Weev gets 41 months followed by 3 years supervised release - rdl

This was just released at the NJ federal court.  They used his Reddit IAMA and other things against him.
======
sp332
More from Tim Pool <https://twitter.com/Timcast> right now:

1m Judge stated the sentence she administered would help weev down a "positive
path" and give him "respect for the law"

1m Judge said one word came to mind after reading about weev "disappointment"

2m Weev was remanded to custody following his sentencing.

3m Prosecutors referred to weev as a special person who shouldn't have
anything over people based on his skills.

2m I felt like I was watching a witch trial as prosecutors admitted they didnt
understand computers.

4m Weev's restitution is $73,000 split between him and Spitler

6m Federal Prosecutors cited @rabite's Reddit AMA three times in their
justification for sentencing.

7m Weev was returned to courtroom in shackles 5 minutes after the struggle.

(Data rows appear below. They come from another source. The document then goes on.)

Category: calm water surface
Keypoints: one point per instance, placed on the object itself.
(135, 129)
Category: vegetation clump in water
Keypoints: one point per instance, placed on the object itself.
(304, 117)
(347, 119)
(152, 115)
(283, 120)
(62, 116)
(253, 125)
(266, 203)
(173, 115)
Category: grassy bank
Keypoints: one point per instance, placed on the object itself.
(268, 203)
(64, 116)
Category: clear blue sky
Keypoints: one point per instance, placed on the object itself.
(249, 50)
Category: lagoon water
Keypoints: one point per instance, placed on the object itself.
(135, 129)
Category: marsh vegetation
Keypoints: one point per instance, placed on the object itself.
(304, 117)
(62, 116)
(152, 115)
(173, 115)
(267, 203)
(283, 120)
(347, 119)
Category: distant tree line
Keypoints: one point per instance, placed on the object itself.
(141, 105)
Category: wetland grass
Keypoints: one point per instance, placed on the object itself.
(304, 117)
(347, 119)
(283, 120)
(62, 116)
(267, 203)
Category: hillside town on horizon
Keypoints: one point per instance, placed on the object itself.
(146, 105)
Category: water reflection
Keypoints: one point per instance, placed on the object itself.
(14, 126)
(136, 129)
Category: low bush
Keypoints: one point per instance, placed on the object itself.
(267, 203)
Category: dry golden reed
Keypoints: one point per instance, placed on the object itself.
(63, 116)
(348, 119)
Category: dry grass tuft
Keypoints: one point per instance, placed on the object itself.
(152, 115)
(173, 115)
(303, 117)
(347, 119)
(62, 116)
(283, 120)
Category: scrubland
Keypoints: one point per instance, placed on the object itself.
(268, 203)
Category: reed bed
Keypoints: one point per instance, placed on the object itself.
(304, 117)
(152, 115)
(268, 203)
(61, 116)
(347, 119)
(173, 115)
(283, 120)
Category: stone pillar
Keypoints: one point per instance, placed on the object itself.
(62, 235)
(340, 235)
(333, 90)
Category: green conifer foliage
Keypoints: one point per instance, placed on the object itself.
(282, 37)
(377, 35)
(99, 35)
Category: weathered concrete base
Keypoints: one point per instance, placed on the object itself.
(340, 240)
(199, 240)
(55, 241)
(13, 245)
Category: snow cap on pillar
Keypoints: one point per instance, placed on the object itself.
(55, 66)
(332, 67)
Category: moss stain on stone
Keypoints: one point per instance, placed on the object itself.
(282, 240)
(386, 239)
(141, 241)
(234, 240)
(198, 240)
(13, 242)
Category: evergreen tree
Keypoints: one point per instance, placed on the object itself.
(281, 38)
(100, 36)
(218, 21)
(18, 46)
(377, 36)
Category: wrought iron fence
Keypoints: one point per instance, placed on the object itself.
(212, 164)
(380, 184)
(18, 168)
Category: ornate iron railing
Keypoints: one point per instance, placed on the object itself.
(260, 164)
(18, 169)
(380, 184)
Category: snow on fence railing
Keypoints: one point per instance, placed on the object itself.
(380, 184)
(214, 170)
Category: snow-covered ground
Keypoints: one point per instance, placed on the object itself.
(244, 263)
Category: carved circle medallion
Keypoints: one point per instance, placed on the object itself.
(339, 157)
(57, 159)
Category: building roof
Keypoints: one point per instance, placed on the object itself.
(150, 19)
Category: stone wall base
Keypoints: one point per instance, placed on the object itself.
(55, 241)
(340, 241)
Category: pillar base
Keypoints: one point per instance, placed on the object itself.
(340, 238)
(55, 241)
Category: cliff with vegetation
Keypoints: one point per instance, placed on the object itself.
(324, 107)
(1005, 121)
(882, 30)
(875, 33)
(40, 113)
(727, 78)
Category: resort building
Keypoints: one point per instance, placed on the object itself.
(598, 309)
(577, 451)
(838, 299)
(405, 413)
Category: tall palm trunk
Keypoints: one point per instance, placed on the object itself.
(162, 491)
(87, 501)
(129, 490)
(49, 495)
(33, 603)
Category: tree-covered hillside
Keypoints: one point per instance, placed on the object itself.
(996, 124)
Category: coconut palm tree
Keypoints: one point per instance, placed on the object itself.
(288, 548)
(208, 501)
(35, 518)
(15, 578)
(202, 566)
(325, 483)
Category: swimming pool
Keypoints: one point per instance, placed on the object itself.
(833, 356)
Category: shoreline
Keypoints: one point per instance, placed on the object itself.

8m BREAKING: Weev sentenced to 41 months followed by three years of supervised
release.

31m Agents asked @rabite for his phone, he handed it to Tot Eckland and was
quickly grabbed, pinned, and cuffed.

33m Federal prosecutors have cited @rabite's Reddit AMA as justification for
his sentencing. cc @alexisohanian

33m Five minute recess declared in response to the incident

34m BREAKING: Court agents just cuffed weev in a struggle over his
tabletBREAKING: Court agents just cuffed weev in a struggle over his tablet

------
eurodance
I have been on his side and this sentence is absolutely excessive. However,
Weev didn't seem to be able to draw a line on when to stop trolling in real
life, and that is probably why they sentenced him to 41 months. He may have
got less time if he wasn't chiding the government/case for the entire duration
of the trial.

------
rdl
He certainly did himself no favors in repeatedly trolling the court, and was
probably the "least sympathetic defendant" ever to take the stand for computer
crime, but 41 months for incrementing a number in a URL and giving the results
to the news media to publish is utter bullshit.

------
tylermac1
His IAMA was the stupidest move I've seen by someone on trial. He literally
said he'd do what he did again.